18

225 90 11
                                    

"Kau tahu, dengan tingkahmu ini aku semakin yakin untuk meninggalkanmu. Kau sedikit pun tidak punya hak untuk mengusik dengan siapa aku berurusan, termasuk dengan tukang bunga. Tapi kau telah membawa orang yang tidak tahu apa-apa jadi terlibat. Kau ini jahat sekali, Seo Hyun-ah." maki Yong Hwa ibarat api yang dituangi bensin.

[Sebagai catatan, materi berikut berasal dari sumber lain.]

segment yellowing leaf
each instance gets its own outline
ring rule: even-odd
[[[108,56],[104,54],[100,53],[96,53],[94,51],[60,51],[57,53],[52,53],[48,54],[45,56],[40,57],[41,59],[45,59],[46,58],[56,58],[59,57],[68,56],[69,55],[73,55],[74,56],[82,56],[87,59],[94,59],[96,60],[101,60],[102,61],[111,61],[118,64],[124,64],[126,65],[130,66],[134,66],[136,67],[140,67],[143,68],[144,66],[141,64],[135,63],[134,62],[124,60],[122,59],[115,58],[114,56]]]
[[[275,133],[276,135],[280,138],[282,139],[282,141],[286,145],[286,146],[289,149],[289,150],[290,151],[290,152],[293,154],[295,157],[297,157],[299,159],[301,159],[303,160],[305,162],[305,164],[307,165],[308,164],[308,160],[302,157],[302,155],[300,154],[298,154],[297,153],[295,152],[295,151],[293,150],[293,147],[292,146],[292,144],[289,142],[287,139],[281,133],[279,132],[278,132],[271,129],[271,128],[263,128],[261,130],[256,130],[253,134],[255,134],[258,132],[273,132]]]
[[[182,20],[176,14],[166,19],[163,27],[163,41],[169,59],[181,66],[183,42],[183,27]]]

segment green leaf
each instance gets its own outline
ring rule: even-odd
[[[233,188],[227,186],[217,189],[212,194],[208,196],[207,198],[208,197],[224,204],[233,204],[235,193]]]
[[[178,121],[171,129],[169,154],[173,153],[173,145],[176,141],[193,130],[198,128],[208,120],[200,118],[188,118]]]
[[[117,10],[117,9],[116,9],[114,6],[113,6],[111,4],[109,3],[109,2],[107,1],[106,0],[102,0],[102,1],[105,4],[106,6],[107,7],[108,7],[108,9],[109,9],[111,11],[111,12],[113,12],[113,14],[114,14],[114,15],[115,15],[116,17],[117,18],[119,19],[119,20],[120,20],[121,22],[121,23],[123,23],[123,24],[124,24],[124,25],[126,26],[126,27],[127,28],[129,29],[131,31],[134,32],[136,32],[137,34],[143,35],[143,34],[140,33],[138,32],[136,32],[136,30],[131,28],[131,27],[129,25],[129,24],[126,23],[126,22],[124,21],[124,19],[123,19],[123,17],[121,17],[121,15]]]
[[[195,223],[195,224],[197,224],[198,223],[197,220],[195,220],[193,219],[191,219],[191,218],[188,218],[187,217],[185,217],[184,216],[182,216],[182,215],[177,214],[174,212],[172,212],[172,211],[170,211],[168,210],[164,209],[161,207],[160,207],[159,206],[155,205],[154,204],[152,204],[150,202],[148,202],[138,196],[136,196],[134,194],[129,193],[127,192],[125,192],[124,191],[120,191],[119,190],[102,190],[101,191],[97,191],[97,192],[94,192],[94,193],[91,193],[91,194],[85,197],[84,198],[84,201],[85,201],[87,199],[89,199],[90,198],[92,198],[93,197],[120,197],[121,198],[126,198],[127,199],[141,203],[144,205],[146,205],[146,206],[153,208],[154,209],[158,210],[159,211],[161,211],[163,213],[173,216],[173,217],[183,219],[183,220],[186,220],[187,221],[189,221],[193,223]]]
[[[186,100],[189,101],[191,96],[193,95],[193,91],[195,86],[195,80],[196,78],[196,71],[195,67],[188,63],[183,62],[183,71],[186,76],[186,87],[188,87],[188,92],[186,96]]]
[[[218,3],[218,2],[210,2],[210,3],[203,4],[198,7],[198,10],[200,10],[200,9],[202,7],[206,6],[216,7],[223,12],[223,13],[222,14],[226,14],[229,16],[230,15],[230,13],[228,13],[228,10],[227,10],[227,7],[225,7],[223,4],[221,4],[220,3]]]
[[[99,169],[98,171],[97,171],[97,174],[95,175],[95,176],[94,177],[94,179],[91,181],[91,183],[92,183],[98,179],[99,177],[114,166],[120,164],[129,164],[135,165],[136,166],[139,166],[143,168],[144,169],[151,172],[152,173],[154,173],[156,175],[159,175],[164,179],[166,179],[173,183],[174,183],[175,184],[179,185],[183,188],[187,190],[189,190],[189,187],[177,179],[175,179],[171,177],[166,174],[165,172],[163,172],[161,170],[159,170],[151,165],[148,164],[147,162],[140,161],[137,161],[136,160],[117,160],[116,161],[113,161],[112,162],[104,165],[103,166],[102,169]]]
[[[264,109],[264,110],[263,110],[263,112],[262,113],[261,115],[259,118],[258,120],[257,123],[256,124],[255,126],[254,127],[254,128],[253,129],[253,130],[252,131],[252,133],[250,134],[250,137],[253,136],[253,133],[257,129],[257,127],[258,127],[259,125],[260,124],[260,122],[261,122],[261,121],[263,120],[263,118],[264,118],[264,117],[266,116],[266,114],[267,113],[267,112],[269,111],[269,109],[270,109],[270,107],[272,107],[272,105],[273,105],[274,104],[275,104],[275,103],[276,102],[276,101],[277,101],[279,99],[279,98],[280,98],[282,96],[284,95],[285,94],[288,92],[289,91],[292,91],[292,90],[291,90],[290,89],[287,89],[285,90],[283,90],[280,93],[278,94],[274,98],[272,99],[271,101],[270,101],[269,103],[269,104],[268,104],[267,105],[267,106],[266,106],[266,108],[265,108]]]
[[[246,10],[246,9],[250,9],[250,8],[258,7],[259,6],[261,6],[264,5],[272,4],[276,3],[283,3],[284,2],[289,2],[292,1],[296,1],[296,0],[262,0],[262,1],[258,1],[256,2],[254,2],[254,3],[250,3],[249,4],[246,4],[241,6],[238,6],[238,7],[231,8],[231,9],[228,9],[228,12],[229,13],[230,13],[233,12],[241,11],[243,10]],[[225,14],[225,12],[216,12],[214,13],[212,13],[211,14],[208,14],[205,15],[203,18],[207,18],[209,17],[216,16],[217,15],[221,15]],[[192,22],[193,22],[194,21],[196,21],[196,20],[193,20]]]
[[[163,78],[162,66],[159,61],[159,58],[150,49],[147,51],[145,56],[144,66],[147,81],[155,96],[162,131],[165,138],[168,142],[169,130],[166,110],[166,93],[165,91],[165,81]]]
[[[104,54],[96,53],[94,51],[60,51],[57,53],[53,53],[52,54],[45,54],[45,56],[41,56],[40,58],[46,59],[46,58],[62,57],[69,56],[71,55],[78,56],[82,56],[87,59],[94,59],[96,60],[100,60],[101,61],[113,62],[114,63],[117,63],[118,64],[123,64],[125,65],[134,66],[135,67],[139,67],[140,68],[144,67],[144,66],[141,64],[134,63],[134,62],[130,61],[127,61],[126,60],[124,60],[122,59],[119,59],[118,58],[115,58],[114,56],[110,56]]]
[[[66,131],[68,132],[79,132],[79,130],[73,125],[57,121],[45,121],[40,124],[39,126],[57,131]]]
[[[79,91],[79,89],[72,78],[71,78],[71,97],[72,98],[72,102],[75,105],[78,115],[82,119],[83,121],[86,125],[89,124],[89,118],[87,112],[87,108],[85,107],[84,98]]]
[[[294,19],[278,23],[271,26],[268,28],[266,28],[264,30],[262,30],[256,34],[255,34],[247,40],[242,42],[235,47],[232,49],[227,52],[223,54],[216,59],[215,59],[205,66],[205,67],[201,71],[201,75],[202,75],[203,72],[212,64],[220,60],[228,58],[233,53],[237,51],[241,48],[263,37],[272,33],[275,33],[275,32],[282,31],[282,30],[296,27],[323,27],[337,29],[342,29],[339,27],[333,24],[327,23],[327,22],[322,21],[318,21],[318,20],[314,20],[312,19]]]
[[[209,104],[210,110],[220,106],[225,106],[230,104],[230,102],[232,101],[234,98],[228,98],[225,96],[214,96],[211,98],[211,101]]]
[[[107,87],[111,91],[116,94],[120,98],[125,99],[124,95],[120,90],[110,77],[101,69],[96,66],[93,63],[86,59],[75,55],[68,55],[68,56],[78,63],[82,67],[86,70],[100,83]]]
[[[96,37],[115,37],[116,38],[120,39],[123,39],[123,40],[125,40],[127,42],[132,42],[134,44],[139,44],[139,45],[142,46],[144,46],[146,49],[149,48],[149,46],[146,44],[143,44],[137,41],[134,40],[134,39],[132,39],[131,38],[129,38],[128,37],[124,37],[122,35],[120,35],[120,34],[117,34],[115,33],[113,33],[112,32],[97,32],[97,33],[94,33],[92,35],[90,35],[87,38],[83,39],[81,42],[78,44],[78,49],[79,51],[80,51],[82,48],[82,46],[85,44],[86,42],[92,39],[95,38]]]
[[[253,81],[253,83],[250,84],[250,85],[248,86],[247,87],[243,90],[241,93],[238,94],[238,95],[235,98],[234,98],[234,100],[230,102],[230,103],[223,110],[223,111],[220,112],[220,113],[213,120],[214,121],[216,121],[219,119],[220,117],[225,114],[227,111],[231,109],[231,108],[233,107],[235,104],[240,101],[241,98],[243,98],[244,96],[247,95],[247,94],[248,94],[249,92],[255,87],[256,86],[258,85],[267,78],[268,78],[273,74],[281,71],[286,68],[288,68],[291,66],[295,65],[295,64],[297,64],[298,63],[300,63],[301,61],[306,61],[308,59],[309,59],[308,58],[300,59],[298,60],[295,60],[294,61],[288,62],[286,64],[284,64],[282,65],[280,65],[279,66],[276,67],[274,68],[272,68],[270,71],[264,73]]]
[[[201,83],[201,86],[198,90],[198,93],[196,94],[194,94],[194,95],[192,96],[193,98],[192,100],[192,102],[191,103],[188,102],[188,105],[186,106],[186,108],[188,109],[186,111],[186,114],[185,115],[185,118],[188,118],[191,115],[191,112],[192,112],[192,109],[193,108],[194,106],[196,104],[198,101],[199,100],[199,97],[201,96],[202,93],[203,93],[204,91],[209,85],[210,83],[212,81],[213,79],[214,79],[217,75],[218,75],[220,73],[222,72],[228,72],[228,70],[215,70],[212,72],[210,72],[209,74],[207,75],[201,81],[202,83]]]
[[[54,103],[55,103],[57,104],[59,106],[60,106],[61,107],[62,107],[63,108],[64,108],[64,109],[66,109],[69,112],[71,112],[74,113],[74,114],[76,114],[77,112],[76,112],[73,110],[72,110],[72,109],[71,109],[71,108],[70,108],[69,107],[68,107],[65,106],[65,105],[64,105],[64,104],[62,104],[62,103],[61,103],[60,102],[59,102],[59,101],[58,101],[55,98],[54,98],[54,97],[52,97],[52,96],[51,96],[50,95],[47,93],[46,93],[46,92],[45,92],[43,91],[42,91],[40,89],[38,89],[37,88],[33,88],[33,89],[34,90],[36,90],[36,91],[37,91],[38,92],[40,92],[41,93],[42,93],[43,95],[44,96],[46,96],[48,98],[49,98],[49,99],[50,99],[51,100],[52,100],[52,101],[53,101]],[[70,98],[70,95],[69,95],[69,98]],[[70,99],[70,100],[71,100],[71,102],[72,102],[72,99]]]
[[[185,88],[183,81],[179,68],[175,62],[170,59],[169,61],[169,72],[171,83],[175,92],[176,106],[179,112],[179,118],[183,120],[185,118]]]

"Kau yang sangat jahat padaku, aku bertanya baik-baik kepada tukang bunga itu, tapi dia berlagak polos dan tidak tahu apa-apa. Aku tahu kau yang menyuruhnya untuk bersikap seperti itu. Tapi lagaknya yang penuh kepalsuan itu membuatku muak." Seo Hyun balas menyelak marah.

"Jangan bicara sembarangan bila kau tidak tahu apa-apa, itu sama dengan menuduh." Yong Hwa pun semakin panas.

"Kepada tukang bunga itu aku hanya memperkenalkan diri sebagai kekasihmu, Oppa. Supaya dia tidak berpikir macam-macam atas permintaanmu mengantar bunga setiap hari ke ruanganmu ini. Baru saja kemarin aku katakan itu kepadanya. Tapi tadi saat kita bertemu lagi, dia katakan tidak mengenalku. Menurutmu itu tidak keterlaluan?"

Yong Hwa membulatkan kepal seraya memejamkan mata. "Jadi kau berteriak-teriak memarahi dia hanya karena hal tidak penting itu?" belalaknya berkobar-kobar kemarahan di matanya.

"Tingkahnya mengingkari aku, itu sangat keterlaluan. Itu yang membuatku marah. Semua orang di kantor ini mengetahui bahwa kau adalah kekasihku, tapi dia tidak mau mengakui itu. Bagaimana aku tidak emosi?" Seo Hyun berteriak lagi.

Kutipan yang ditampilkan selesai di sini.